# Feature-Extraktion from CNN

In this notebook we extract the values before they normally would be forwarded to the final fully connected layer. We use the values at this semi-final stage as features for the Machine Learning classifiers which are no Neural Networks. The values will be calculated for the training- and test-set with a fully trained CNN with attention. The (dis-)advatange of the CNN with attention ist, that it hast half the feature count then the normal CNN. The CNN has been trained beforehand on the training-set. To generate the features it basically runs in test-mode. Which means model.eval() and volatile=true for the input autograd.Variables in case of PyTorch which is used here. The generated values are saved as a CSV file. Each column in the CSV file stands for a result of the 1-max-pooling which is currently used. The actual training of the ML classfiers will happen in a different notebook

In [None]:

import json
import os
from pathlib import Path

path = os.path.realpath(os.path.join('..', '..'))
os.chdir(path)

import numpy as np
import pandas as pd
import torch
from tqdm import tqdm  # _notebook as tqdm
from torch.autograd.variable import Variable

from src.training.learning_session import LearningSession
from src.tools.config import Config

Because we would have to load the JSON config-file of the CNN anyway because of the name of the saved network-files, we will just use the LearningSession class in an irregular way. That doesn't lead to full function code clones and saves some work. This goes also for the preprocessed data for the CNN input. You have to be aware of the fact, that the config file should contain the actual params of the the training session you want to load your model from.

In [None]:
train_pipe_config_path = Path(Config.path.project_root_folder) / 'src' / 'strategies'
train_pipe_config_path = train_pipe_config_path / 'cnn' / 'attentive_cnn_config.json'
data_folder = Path(Config.path.data_folder)
train_file = data_folder / "features_train_i.csv"
test_file = data_folder / "features_test_i.csv"

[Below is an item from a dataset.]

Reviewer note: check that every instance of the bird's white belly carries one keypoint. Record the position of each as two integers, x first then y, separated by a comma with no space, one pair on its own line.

with open(str(train_pipe_config_path)) as file:
    params = json.load(file)

logger_args = {
    'tensorboard_log_dir': Config.path.log_folder,
    'mongo_host': 'localhost',
    'mongo_port': Config.logging.port
}
params['logger']['args'].update(logger_args)
params['learning_session'].update({'cache_folder': Config.path.cache_folder})
ls = LearningSession(params)

In [None]:
%%time
result_dict = ls.data_factory.get_data()
train_datadict = result_dict['train_data']
test_datadict = result_dict['test_data']
reply_lengths = result_dict.get('reply_lengths', None)
ls.word_vectors = result_dict.get('word_vectors', None)
model = ls._load_saved_model(fold=1, mode="tr_full")

if model is None:
    raise Warning("Loading of model has failed, there seems to be no model with given parameters")

# We MUST change the flag for the feature extraction after loading
if not hasattr(model, 'log_features'):
    raise AttributeError("Model does not have log_features attribute, wrong model type!")
model.log_features = True

In [None]:
key = 'cv_iterator_factory'
args = {'reply_lengths': reply_lengths}
ls.args[key] = ls._update_args(key, args)
ls._load_cv_iterator_factory()
train_data_loader = ls._create_dataloader(data_dict=train_datadict, reply_lengths=None)
test_data_loader = ls._create_dataloader(data_dict=test_datadict, reply_lengths=None)
train_data_loader.shuffle = False
test_data_loader.shuffle = False

In [None]:
# Numpy array get feat_num + 1, because of the label column
feat_num = params["model"]["args"]["hl1_kernel_num"]
features_train = np.zeros((196526, feat_num + 1), dtype='float32')
features_test = np.zeros((21836, feat_num + 1), dtype='float32')

In [None]:
has_cuda = torch.cuda.is_available()
column_names = [str(i) for i in range(feat_num)]
column_names.append("label")

In [None]:
if has_cuda:
    model.cuda()

## The functions we will need

In [None]:
def extract_features(dataloader, model, feat_num, feature_table):
    def _step(variable_dict, labels):
        features = model(**variable_dict)
        batch_size = len(variable_dict["replies"])
        feature_table[i:i + batch_size, :feat_num] = features.squeeze().data.cpu().numpy()
        feature_table[i:i + batch_size, feat_num] = labels.cpu().numpy()

    # For the increase of the index i. Only the last batch will probabaly be different, which is no problem
    batch_size = dataloader.batch_sampler.batch_size
    model.eval()
    i = 0

    if has_cuda:
        for data, labels in tqdm(dataloader):
            variable_dict = {k: Variable(v, volatile=True).cuda() for k, v in data.items()}
            _step(variable_dict, labels)
            i += batch_size
    else:
        for data, labels in tqdm(dataloader):
            variable_dict = {k: Variable(v, volatile=True) for k, v in data.items()}
            _step(variable_dict, labels)
            i += batch_size
    return feature_table

**This till take some seconds:**

In [None]:
%%time
features_train = extract_features(train_data_loader, model, feat_num, features_train)

In [None]:
%%time
features_test = extract_features(test_data_loader, model, feat_num, features_test)

In [None]:
%%time
train_df = pd.DataFrame(data=features_train, dtype='float32', columns=column_names)
test_df = pd.DataFrame(data=features_test, dtype='float32', columns=column_names)
train_df.to_csv(str(train_file), index=False)
test_df.to_csv(str(test_file), index=False)

### Finished